同チップセットは、安全性の高い冗長測定システムを採用している。冗長測定システムとは、電気的に分離された2系統の測定システムを使用し、電池セル電圧および電池パック電流の入力端子からADコンバーターまでの測定を二重に行う仕組みだ。また、チップセットの各IC間を通信するデイジー通信は双方向リング通信に対応しているため、1つの通信経路に異常が発生した際でも、他方の通信経路を使用した通信が可能だ。これにより、自動車メーカーやバッテリーパックメーカーは、ISO26262 ASIL-Dに準拠した車載バッテリーシステムを容易に開発、設計できる。
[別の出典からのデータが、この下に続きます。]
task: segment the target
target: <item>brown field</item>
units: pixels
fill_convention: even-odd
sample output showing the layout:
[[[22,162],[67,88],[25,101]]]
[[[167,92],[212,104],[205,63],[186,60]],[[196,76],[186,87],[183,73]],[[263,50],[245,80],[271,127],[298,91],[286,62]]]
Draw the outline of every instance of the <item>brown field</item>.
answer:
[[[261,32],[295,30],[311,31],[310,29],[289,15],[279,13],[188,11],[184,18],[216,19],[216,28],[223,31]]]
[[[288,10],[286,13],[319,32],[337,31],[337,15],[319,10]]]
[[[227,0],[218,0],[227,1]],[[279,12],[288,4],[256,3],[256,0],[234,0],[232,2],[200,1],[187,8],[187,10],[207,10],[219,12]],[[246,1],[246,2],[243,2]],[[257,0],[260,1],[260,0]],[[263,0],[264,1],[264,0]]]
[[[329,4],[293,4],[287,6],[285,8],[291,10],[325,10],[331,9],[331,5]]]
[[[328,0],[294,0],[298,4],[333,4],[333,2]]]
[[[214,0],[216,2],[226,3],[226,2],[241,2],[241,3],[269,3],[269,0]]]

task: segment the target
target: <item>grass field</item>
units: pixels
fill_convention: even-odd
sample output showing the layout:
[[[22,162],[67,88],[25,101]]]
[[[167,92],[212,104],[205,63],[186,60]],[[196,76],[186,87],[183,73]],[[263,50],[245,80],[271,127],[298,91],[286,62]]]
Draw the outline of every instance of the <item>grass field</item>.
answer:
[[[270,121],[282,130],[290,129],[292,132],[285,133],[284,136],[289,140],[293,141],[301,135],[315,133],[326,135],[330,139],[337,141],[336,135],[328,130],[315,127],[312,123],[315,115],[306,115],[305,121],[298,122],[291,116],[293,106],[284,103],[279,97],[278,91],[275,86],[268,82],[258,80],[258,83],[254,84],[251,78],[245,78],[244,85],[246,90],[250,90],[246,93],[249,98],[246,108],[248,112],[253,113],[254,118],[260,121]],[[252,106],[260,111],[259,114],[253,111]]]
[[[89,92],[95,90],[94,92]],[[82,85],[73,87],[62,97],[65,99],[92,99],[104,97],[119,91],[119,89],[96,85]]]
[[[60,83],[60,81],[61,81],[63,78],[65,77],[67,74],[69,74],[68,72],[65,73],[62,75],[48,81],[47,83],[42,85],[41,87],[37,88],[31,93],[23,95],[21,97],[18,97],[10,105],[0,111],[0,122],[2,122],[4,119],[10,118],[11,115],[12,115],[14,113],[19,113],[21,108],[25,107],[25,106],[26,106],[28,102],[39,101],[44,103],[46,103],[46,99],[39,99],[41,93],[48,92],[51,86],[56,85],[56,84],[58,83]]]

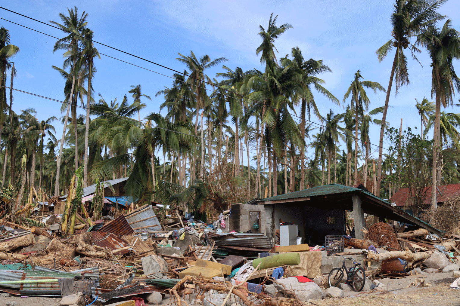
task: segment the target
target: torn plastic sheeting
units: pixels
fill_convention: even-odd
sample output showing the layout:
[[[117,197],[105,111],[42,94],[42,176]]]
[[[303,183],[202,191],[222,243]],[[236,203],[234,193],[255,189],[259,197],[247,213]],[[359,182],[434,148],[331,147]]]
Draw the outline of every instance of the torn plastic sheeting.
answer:
[[[115,219],[116,220],[116,219]],[[107,248],[110,250],[115,250],[121,248],[129,246],[126,240],[119,238],[112,233],[104,232],[92,232],[94,243],[96,245]],[[129,250],[125,249],[115,253],[115,255],[122,255],[129,252]]]

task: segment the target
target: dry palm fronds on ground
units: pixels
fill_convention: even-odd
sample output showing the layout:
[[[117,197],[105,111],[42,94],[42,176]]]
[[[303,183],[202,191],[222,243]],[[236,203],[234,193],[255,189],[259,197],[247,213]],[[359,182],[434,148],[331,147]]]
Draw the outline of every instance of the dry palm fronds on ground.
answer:
[[[377,244],[376,247],[387,246],[393,250],[402,250],[393,227],[388,223],[379,222],[369,227],[368,238]]]

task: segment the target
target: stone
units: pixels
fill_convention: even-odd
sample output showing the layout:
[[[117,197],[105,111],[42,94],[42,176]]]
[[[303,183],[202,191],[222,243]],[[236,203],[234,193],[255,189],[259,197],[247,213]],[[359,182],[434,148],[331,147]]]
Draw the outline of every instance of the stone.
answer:
[[[313,282],[299,283],[296,278],[282,278],[276,281],[286,286],[287,290],[293,290],[297,298],[301,300],[306,301],[310,299],[322,298],[322,289]]]
[[[278,290],[275,287],[274,285],[269,285],[265,287],[265,293],[268,293],[269,295],[274,295],[277,292]]]
[[[328,297],[344,297],[345,295],[344,290],[336,287],[331,287],[326,290],[326,296]]]
[[[445,255],[438,251],[435,251],[429,258],[425,260],[423,265],[427,268],[443,269],[449,263]]]
[[[149,304],[157,305],[159,304],[161,304],[163,300],[163,298],[161,297],[161,294],[160,292],[152,292],[147,295],[145,297],[145,300],[149,302]]]
[[[452,271],[458,271],[460,269],[460,267],[457,264],[450,264],[443,269],[443,273],[452,272]]]
[[[70,306],[74,304],[78,306],[83,306],[86,305],[83,294],[81,292],[64,296],[58,304],[58,306]]]
[[[346,284],[345,283],[342,283],[340,284],[339,286],[342,289],[342,290],[344,290],[344,291],[353,291],[353,288],[351,288],[351,286],[350,286],[348,284]]]

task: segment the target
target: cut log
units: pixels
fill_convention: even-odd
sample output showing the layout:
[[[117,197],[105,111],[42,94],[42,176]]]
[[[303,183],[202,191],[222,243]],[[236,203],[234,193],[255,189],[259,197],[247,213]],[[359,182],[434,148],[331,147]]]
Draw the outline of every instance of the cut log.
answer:
[[[49,238],[51,240],[54,239],[54,237],[48,233],[48,232],[45,230],[42,230],[37,227],[32,227],[30,229],[32,233],[37,236],[44,236],[47,238]]]
[[[428,231],[425,228],[419,228],[415,231],[410,231],[405,232],[398,232],[398,237],[403,239],[414,238],[419,236],[426,236],[428,234]]]
[[[419,252],[412,253],[407,248],[404,251],[394,251],[386,253],[381,253],[377,254],[374,252],[369,252],[368,254],[368,260],[370,261],[380,261],[386,259],[394,259],[401,258],[407,261],[408,266],[411,266],[415,261],[429,258],[432,251],[427,252]]]
[[[6,261],[23,261],[29,256],[24,254],[15,254],[9,253],[0,253],[0,259]]]
[[[34,243],[35,238],[34,235],[30,233],[0,243],[0,252],[10,252],[21,247],[31,245]]]
[[[370,246],[374,245],[372,242],[369,240],[363,240],[361,239],[351,238],[350,239],[344,239],[344,243],[345,245],[352,246],[356,249],[367,249]]]

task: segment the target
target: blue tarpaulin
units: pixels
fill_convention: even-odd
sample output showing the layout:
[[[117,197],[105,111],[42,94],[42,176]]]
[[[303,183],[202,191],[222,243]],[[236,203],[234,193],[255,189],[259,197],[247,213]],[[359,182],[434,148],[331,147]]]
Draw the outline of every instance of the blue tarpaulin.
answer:
[[[117,203],[124,206],[126,206],[131,204],[132,203],[132,197],[128,196],[120,197],[104,197],[108,200],[109,200],[114,203]]]

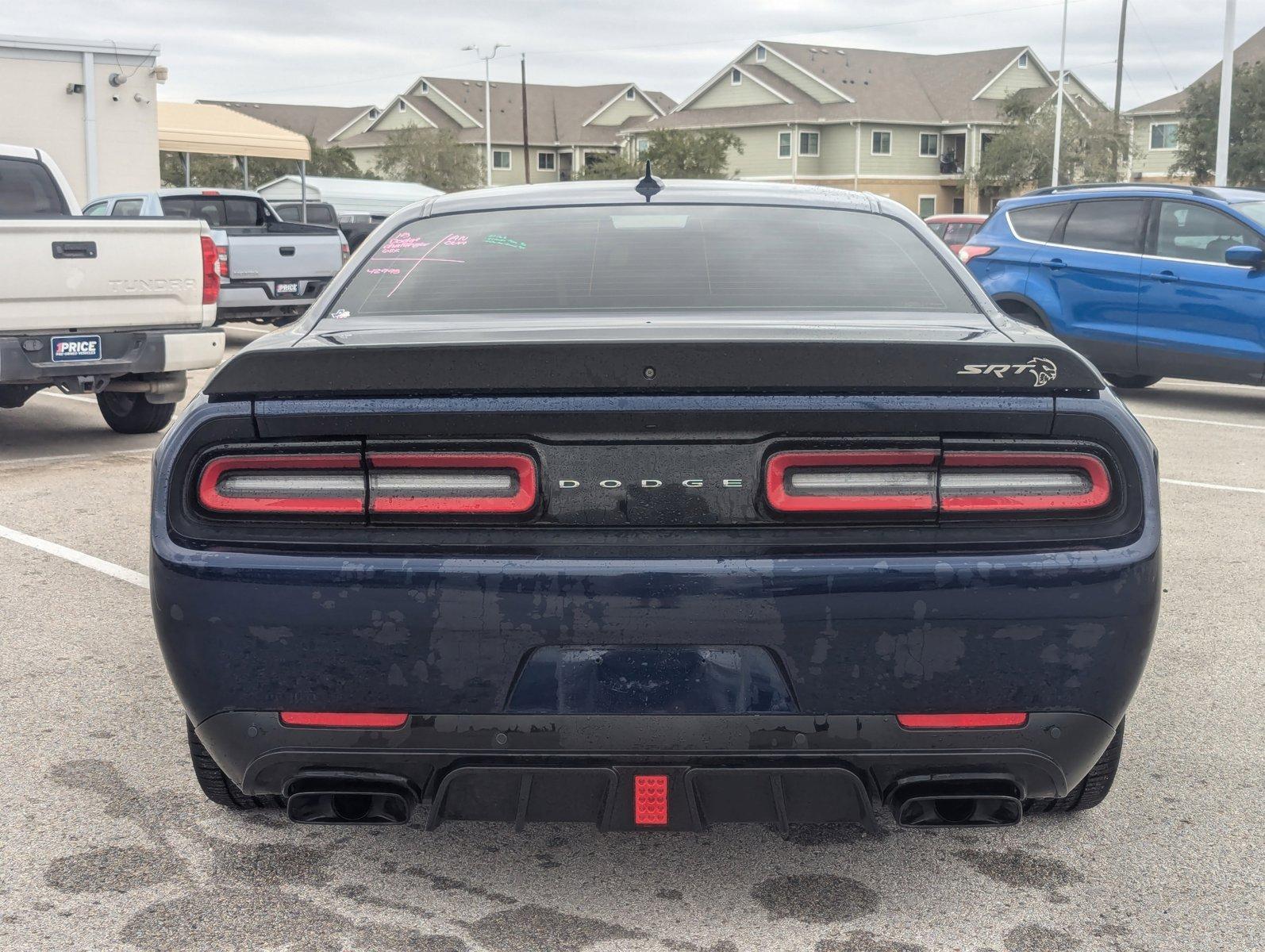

BMIC単独で駐停車時の電池を監視し、異常検知時には通信ICを経由してバッテリー監視システムのホストマイコンを起動できる機能も備える。これにより、駐停車時にホストマイコンをスリープさせ、バッテリーから消費されるシステム電力を最小限に抑えられる。BMICとパック監視ICは誤差10マイクロ秒以下の同期動作に対応する。電圧/電流情報を同時に取得できるため、電池の充電状態(SOC:State of Charge)や劣化率(SOH:State of Health)の推定も可能だ。
同社は、同チップセットや各製品の販売目標については「非公開」(同社)としつつ、「EV(電気自動車)市場規模が2030年までに現状の4倍に拡大するという予測を踏まえ、車載向けIC事業の売上高も現状の4倍に成長させたい」(同社)とコメントした。